Evening the Odds: Women Leading the Way highlights the triumphs of Nixon-era women in athletic, political, and business arenas.
The Richard Nixon Foundation has opened a new permanent exhibit in the Nixon Library’s Loker Hall that showcases the myriad of milestone achievements of women in the 1960s, advanced by the second-wave feminism movement. The exhibit also examines the lasting impact of President Nixon’s ratification of the landmark Title IX legislation that established equal Federal financial assistance for women’s sports at public schools and universities.
The exhibit is open to the public, as the Nixon Library has reopened with drastically increased sanitation protocols to ensure the safety of guests and prevent the spread of coronavirus. While some Library spaces remain closed, the Evening the Odds exhibit is one of two new exhibits now open to visitors, along with the Library’s extensive outdoor gardens.

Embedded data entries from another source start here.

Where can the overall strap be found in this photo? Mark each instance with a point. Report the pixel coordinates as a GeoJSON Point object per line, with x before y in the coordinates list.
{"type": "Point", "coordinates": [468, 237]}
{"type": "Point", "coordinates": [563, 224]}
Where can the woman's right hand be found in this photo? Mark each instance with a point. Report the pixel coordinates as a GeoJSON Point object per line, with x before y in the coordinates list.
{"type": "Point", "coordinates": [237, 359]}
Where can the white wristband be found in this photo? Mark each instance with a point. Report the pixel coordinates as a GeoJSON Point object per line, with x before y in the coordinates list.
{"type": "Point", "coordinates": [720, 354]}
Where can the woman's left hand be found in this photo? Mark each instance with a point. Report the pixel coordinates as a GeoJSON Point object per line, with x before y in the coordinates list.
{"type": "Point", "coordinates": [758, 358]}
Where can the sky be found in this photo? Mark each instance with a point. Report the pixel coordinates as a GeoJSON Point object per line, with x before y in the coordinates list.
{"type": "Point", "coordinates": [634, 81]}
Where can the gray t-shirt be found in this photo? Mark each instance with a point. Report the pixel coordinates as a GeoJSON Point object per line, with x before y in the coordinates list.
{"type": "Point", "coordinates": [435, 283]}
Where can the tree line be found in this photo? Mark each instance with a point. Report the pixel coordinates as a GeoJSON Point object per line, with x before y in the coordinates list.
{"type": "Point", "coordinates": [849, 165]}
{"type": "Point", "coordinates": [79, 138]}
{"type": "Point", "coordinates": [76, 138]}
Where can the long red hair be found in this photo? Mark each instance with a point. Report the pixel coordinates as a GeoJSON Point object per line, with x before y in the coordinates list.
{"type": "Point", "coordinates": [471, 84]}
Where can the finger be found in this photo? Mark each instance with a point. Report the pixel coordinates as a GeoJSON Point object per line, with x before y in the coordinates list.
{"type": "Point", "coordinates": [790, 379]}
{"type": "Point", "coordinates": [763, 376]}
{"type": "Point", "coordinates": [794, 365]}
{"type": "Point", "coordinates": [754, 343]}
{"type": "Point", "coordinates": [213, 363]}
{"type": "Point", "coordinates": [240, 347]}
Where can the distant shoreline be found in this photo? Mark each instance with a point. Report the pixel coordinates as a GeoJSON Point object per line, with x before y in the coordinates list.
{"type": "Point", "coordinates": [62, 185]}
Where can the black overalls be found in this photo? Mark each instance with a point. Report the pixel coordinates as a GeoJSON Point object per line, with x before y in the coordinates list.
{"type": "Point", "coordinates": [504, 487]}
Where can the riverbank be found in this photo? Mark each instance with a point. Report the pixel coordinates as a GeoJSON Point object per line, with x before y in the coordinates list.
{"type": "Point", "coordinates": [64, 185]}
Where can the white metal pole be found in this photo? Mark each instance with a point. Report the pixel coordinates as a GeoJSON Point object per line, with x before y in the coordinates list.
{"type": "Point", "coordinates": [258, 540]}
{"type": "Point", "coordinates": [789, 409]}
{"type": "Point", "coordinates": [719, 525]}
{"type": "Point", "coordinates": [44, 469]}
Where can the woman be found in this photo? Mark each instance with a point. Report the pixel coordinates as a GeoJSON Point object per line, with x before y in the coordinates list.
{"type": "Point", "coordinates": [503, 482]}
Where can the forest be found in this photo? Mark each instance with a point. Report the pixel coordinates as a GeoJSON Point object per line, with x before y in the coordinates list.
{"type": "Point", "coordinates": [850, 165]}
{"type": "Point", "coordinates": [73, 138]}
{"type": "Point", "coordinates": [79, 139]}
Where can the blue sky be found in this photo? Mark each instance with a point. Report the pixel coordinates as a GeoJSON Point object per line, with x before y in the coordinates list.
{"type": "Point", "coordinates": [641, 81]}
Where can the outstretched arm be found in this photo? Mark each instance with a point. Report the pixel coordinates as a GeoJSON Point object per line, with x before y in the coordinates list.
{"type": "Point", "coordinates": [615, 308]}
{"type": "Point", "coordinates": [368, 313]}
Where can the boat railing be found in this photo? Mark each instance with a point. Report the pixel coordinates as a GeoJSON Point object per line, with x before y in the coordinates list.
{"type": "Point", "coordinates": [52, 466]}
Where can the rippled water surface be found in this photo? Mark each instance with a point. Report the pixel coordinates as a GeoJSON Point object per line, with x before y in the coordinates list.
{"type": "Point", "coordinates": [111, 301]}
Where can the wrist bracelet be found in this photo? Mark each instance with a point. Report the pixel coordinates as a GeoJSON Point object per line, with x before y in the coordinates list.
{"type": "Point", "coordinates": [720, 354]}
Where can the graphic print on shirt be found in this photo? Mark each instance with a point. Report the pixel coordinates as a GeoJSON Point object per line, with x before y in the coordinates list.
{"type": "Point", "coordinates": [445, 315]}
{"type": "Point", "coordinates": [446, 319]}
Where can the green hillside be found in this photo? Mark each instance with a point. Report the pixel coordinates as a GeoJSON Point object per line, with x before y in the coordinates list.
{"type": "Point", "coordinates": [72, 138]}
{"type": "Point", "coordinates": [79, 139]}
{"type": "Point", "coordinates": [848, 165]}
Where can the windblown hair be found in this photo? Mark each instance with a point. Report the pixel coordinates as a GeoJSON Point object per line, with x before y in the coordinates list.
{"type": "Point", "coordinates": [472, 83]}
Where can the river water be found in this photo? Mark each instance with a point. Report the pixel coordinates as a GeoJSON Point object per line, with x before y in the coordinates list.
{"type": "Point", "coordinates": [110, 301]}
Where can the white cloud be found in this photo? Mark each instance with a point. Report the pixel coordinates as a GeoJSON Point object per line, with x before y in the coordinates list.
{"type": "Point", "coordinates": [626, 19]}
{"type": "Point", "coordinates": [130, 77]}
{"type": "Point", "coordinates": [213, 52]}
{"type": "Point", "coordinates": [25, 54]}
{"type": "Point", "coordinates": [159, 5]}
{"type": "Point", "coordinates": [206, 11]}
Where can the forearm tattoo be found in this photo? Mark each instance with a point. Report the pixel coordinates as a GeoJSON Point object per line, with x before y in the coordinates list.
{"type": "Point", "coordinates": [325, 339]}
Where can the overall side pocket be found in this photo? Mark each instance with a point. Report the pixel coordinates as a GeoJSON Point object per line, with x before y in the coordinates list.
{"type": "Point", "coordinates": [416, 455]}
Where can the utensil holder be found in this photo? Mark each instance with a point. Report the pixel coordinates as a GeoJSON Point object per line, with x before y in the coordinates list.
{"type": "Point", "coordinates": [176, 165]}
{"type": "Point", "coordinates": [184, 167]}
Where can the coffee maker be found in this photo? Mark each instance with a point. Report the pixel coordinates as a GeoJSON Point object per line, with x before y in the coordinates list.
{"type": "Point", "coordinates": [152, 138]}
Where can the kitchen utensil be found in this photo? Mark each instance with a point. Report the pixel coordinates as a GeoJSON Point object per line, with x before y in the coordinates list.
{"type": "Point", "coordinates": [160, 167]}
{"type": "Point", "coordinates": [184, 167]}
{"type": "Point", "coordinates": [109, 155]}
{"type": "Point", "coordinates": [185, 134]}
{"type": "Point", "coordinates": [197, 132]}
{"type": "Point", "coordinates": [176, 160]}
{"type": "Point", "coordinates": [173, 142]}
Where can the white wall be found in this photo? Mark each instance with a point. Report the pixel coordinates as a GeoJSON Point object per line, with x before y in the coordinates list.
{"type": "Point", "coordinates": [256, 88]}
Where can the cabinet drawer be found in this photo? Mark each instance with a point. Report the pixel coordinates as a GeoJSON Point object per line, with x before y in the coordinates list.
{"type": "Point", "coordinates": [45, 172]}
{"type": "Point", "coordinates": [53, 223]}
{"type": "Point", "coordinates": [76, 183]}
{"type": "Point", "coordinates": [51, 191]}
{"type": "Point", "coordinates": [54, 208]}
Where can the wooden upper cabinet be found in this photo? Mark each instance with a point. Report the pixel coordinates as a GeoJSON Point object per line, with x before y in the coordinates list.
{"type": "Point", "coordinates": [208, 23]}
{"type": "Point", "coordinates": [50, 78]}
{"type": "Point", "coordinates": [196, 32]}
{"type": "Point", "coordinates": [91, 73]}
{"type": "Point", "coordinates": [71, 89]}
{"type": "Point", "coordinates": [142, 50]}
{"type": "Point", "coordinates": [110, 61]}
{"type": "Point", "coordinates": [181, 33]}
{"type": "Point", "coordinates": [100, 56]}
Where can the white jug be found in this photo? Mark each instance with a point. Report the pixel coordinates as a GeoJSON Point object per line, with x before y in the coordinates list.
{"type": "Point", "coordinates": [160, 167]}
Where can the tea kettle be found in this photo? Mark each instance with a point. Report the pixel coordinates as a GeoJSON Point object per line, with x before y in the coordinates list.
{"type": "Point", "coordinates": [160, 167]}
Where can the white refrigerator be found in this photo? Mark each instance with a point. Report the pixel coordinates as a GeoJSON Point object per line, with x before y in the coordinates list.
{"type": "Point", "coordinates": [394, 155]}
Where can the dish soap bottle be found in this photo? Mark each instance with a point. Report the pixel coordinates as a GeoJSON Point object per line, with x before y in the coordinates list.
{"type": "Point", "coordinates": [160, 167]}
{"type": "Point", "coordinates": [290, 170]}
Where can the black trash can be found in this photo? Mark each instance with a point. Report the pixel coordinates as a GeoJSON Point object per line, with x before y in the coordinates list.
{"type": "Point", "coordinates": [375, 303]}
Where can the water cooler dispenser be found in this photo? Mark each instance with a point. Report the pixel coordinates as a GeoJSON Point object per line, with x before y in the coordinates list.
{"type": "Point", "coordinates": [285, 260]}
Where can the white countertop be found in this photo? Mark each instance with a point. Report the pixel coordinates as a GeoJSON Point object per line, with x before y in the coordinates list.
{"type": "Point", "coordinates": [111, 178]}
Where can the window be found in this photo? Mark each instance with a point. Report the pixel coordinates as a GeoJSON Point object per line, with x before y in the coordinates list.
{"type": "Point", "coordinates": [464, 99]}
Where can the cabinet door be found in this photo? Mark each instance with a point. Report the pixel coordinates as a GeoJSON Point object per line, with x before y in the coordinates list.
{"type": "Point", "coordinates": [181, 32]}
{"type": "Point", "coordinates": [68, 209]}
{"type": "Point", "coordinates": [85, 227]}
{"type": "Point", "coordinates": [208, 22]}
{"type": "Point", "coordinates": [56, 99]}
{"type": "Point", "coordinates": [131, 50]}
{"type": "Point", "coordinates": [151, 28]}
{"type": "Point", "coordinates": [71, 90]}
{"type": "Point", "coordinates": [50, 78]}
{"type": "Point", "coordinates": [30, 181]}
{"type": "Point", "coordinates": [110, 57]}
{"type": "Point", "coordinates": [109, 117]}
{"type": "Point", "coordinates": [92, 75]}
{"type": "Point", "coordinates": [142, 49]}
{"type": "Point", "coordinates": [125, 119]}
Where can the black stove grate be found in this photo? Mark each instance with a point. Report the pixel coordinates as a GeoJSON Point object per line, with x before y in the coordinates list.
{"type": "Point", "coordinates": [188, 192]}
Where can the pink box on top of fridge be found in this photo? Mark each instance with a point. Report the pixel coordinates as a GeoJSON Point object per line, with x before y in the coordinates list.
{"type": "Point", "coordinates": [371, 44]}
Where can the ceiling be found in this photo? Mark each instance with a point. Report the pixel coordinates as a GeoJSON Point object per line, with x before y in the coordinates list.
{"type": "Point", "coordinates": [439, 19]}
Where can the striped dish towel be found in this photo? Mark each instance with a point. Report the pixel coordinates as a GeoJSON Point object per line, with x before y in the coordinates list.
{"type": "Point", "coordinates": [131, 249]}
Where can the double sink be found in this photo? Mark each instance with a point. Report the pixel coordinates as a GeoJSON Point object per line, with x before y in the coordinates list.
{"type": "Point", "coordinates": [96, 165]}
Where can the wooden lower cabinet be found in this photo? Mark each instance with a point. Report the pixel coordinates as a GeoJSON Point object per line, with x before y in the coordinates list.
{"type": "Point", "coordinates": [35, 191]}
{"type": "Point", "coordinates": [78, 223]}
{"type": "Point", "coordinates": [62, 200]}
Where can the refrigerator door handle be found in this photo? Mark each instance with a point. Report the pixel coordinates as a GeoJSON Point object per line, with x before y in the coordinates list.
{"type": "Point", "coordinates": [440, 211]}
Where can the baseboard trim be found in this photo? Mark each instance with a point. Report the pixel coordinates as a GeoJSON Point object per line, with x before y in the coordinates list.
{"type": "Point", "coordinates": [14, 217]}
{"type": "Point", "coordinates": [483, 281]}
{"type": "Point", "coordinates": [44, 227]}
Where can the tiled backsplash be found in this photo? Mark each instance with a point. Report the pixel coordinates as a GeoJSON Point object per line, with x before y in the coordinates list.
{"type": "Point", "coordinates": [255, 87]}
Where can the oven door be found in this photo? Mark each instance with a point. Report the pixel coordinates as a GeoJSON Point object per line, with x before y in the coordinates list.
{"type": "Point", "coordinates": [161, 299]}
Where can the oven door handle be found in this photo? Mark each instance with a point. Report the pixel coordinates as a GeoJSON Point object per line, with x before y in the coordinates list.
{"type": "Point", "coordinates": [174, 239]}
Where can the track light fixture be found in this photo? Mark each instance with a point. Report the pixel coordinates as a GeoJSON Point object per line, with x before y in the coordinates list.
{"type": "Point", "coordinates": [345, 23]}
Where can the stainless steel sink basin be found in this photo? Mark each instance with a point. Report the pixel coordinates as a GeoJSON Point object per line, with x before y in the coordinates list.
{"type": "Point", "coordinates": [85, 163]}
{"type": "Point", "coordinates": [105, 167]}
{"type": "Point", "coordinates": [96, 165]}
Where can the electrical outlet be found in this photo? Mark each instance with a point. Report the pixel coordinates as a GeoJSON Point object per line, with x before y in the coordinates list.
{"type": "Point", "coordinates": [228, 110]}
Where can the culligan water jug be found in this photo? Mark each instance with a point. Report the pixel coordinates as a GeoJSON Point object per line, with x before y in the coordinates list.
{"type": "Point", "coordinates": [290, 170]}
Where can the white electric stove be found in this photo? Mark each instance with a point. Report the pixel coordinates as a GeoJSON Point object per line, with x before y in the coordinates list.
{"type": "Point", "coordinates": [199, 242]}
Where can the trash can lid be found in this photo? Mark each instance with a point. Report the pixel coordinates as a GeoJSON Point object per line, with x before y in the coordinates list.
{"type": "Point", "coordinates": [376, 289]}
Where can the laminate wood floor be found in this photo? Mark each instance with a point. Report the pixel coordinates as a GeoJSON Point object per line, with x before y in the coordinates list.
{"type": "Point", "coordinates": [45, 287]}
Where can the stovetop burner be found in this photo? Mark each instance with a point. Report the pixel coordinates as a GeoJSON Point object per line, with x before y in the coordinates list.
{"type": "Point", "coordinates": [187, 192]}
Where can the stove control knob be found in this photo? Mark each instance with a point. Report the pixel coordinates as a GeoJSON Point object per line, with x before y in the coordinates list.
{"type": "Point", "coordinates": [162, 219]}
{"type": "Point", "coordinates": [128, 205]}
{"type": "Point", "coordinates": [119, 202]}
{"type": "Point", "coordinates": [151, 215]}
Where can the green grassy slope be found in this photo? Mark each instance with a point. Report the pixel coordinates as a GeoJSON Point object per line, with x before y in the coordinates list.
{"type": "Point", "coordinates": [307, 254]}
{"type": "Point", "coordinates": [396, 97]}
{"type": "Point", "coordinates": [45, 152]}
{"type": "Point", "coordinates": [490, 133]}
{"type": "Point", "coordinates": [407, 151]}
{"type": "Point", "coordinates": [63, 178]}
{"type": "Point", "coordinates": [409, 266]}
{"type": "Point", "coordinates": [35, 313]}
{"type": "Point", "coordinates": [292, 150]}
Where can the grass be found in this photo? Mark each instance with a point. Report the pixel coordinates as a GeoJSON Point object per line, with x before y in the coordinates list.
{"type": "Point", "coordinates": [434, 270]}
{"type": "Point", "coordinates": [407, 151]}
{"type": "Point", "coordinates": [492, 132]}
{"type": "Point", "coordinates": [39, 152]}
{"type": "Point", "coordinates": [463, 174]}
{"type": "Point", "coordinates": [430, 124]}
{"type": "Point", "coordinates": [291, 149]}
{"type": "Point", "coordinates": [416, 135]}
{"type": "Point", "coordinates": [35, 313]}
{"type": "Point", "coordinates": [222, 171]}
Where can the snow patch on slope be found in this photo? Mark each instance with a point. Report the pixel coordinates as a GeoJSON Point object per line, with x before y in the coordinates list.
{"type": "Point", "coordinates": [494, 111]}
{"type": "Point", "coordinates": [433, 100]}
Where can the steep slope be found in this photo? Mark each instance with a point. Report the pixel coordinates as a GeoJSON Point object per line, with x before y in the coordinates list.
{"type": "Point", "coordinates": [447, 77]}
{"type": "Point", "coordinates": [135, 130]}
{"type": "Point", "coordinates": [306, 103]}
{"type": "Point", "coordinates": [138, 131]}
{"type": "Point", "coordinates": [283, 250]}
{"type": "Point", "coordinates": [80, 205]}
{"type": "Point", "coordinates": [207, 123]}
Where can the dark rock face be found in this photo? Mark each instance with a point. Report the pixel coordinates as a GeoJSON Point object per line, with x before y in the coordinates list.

With detailed, behind-the-scenes accounts of the most influential moments in the history of the Women’s rights movement, the exhibit sheds new light on President Nixon’s role in ensuring women had equal representation in the executive offices in his administration, and how those women, in turn, helped to level the playing field for women across the country.
“This exhibit tells the story of women who changed the game, in business and in sports, and even in the White House,” said Nixon Foundation President Hugh Hewitt. “It is an example of how everyday Americans can change history by simply refusing to give up, and refusing to settle for second best.”
The exhibition will be officially dedicated when the Nixon Library fully reopens to guests.